World's richest club incapable of winning without short man up front

The sports pages of the newspapers - which are just the men's equivalent of Heat or Now magazine - have been full of news of Carlos Tevez.

Manchester City, the world's richest club with stacks of so-called world-class players at their disposal, have been outright panicking because of rumours that Tevez is homesick and is considering moving back to Argentina (or perhaps Real Madrid, which can quite often be the destination of homesick player, whatever their provenance).

They have a right to be worried. Despite having Adebayor, Santa Cruz, Jo and Balotelli to pick up front, it is clear for all the world to see that if Tevez is not in their team, they don't win. Simple as that.

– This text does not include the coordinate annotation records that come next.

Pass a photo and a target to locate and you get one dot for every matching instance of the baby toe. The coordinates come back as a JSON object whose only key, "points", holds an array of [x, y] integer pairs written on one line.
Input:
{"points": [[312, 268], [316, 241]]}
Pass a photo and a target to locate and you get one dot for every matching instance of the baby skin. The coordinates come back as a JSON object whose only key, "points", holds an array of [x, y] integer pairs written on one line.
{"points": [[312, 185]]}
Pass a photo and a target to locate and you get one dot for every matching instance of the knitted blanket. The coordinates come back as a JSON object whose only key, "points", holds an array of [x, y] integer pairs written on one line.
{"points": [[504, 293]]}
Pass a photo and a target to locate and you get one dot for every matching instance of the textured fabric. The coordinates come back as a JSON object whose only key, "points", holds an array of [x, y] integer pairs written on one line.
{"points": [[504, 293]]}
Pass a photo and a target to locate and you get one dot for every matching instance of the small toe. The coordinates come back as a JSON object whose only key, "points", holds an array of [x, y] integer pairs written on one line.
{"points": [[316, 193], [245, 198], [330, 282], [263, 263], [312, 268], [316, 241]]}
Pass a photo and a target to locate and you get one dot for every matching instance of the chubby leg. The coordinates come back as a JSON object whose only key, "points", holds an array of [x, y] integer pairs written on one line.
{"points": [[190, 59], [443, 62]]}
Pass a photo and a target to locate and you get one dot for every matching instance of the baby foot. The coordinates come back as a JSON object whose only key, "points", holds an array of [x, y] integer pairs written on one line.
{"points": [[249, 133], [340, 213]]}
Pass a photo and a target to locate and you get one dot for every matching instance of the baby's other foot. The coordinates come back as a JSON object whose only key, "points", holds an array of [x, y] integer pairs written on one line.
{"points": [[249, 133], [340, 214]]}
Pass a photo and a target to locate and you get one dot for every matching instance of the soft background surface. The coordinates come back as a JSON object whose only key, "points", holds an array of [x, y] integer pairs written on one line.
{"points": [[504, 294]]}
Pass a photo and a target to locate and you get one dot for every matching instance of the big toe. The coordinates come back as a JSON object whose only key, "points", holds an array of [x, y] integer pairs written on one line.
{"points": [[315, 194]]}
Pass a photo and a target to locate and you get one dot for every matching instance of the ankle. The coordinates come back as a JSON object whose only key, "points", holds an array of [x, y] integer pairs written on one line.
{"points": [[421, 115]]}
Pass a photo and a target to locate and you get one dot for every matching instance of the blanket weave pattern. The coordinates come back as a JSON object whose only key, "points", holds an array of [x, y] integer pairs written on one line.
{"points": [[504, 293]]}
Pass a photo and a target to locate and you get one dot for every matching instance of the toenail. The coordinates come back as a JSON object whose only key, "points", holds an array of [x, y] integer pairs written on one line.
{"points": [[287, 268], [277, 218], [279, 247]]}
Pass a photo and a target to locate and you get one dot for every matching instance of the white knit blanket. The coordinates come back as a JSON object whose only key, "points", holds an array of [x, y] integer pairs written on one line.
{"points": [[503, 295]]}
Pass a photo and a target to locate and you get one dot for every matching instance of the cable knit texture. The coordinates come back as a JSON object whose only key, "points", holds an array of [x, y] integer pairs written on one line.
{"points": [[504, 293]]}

This most expensively assembled of squads just ended a three-match losing streak. It started with the 3-0 pounding against Arsenal, when Tevez went off with an injury. Then he didn't play against Wolves, or Lech Poznan and they were beaten again and they were a game away from a full-blown crisis with Mancini's head on the chopping block.

Tevez returns for today's clash against the Baggies and they suddenly, miraculously, get back to winning ways.

No wonder they are rumoured to be offering him a monster 250k a week contract. Mancini and all Man City fans know very well that if they didn't have their short man up front, they would be a mid-table team, and perhaps even worse than Liverpool. Man Utd might not have truly known the value of their short man, but City certainly do.